3 Reasons Why You Should Have a Savings Account (or two!)

A solid financial plan rests on a foundation of liquid assets, such as cash and the money in your checking account. Although your checking account is excellent for handling your everyday expenses, there are good reasons to have a savings account (or two!), too.
Watch Your Savings Grow
One reason to open multiple savings accounts is to help you maintain the motivation needed to reach your financial goals. For example, beyond establishing an account to save for an emergency fund, you might have a second account for a vacation fund, and a third one for building up a down payment for a home or car. With each account representing a specific goal, you can easily track every deposit and know exactly how much closer you are to your end goal.

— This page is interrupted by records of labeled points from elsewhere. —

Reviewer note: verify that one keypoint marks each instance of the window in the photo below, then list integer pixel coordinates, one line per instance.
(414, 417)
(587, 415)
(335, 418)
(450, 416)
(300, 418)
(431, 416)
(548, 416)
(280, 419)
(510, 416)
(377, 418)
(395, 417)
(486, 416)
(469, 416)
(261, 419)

Your Money is Accessible (if needed)
We all know it is easier to spend money when it is in your pocket. A savings account allows you to move money out of your "pocket" (checking account) and keep it separate from your everyday spending. By being "out of sight, out of mind," you may not be as easily inclined to spend it. However, if you need to, funds in your savings account are readily accessible, and a transfer to your checking account or cash withdrawal is quick and easy. Be sure you understand the terms of your savings account to be sure of any limits on the types of and the number of withdrawals you can make without incurring a fee.
Your Money is Safe and Secure
Although stuffing your mattress with excess cash is an option, it is not a very good one. If you hold physical cash, you are taking several risks: Your money could be destroyed in a fire or flood, it could be stolen, or you might forget where you left it (it happens!). Savings accounts are a much safer place for excess cash. Besides providing physically secure storage, the Federal Deposit Insurance Corporation insures up to a maximum of $250,000 in your bank savings account. So, should the bank suddenly go bankrupt or fail, the FDIC will cover your deposits. Even if your account gets hacked, federal law protects you against certain types of fraud and errors in your bank account, too.